When Is it Best to Evaluate the Results of a CSF Tap Test?

Abstract & Commentary

By John J. Caronna, MD, Professor of Clinical Neurology, Weill Cornell Medical College. Dr. Caronna reports no financial relationships relevant to this field of study.

Synopsis: The tap test has variable results as a tool to assess patients with a presumed diagnosis of normal pressure hydrocephalus.

Source: Virhammar J, et al. The CSF tap test in normal pressure hydrocephalus: Evaluation, reliability and the influence of pain. Eur J Neurol 2011; doi:10.1111/ j.1468-1331.2011.03486x.

Some adults with the clinical triad of gait disturbance, dementia, and urinary incontinence associated with normal pressure communicating hydrocephalus will improve after a cerebrospinal fluid (CSF) shunting procedure.1,2 The diagnosis of normal pressure hydrocephalus (NPH) is based on the clinical examination, brain imaging, and supplementary tests of CSF circulation. One commonly used prognostic test to select patients for shunt surgery is the CSF tap test (TT): Up to 50 mL of CSF are removed by lumbar puncture, and assessments of gait, cognitive function, and urinary symptoms are performed before and after CSF withdrawal. The TT procedure and the assessments of function after the procedure vary among centers, as does the reported sensitivity of the test, which ranges from poor to only moderate.3

These authors aimed to identify the optimal time for gait evaluation after TT, to assess the variability between two repeated measurements and the inter-rater agreement of the gait tests chosen, and to clarify whether post-lumbar puncture pain (backache and/or headache) affects gait performance.

Forty patients under evaluation for NPH at Uppsala University Hospital in Sweden underwent TT. Standardized gait analyses were performed before and at 2, 4, 6, 8, and 24 hours after TT. Each evaluation was reported twice by two independent investigators. Twenty-seven patients (15 men and 12 women; 69%), showed improvements in gait, speed, and number of steps after TT that were significant. Only nine patients were constantly improved at every time of assessment after TT. At 2 hours, only 15 patients were improved; at 4 hours the number was 18; at 6 hours 23; at 8 hours 26; and at 24 hours 27. Therefore, evaluations at more than one assessment time for the individual patient increased the chance of noticing improvement. The variability between two measurements was low and the inter-rater agreement was good.
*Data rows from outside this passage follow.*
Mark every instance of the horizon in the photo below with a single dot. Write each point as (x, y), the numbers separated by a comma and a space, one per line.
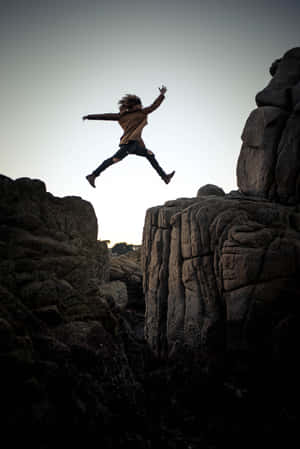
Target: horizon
(68, 59)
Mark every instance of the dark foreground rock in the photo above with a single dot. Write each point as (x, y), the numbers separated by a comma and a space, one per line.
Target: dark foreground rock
(269, 161)
(221, 279)
(71, 368)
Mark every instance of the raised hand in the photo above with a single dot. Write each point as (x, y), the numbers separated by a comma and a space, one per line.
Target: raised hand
(162, 89)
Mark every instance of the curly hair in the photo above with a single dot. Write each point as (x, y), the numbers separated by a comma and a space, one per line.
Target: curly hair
(129, 101)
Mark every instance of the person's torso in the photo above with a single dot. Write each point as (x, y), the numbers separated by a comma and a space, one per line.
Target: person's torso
(132, 124)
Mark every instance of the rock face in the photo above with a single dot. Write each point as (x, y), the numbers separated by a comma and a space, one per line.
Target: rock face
(69, 362)
(221, 272)
(269, 161)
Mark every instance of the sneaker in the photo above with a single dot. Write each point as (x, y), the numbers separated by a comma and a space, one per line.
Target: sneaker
(168, 177)
(91, 179)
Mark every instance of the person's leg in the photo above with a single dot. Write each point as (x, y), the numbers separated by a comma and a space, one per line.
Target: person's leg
(117, 157)
(140, 151)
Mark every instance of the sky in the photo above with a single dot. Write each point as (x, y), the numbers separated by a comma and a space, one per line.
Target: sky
(63, 59)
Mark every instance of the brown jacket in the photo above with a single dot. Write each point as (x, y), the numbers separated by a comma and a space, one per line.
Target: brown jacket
(132, 122)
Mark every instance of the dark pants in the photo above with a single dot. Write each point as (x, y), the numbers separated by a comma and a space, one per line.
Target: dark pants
(133, 147)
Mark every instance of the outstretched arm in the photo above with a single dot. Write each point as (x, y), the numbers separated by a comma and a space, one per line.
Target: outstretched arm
(101, 117)
(157, 102)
Pain was notable in 50% of the patients and correlated negatively with improvement in gait speed at 2 and 8 hours after TT.

Commentary

The authors did not determine the sensitivity of their assessments after TT in predicting which NPH patients would benefit from a CSF shunting procedure, and did not report the results of surgery in this series. The authors, however, have provided useful information to clinicians who use the TT to select patients for surgical shunting: The results of TT can be evaluated within the first 24 hours, but positive results may not be evident until the 8–24 hours period. In the first 8 hours after LP, back pain and orthostatic headache may limit the accuracy of the assessments of gait.
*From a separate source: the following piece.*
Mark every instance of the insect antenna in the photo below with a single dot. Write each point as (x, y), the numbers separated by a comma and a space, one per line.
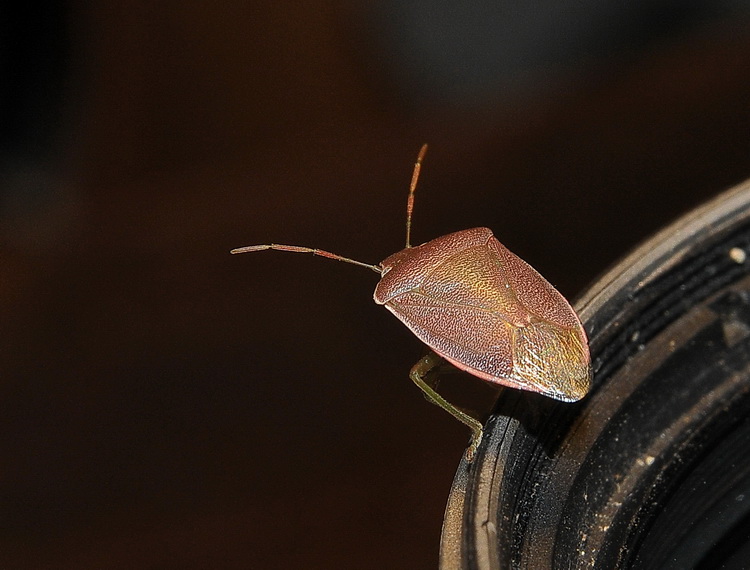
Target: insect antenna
(302, 249)
(412, 188)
At present, most clinicians prefer to identify patients as either probable or improbable shunt responders on the basis of clinical history and neuroimaging techniques. A short history, a known cause of hydrocephalus, and the predominance of gait disorder rather than dementia, as well as the absence of both substantial cortical atrophy with extensive white matter involvement in a patient, predict a greater than 50% chance of responding to shunt surgery regardless of the TT results.

References

1. Hakim S, Adams RD. The special clinical problem of symptomatic hydrocephalus with normal cerebrospinal fluid pressure. Observations on cerebrospinal fluid hydrodynamics. J Neurol Sci 1965;2:307-327.

2. Adams RD, et al. Symptomatic occult hydrocephalus with "normal" cerebrospinal-fluid pressure. A treatable syndrome. N Engl J Med 1965;273:117-126.

3. Relkin N, et al. Diagnosing idiopathic normal-pressure hydrocephalus. Neurosurgery 2005;57:S4-16.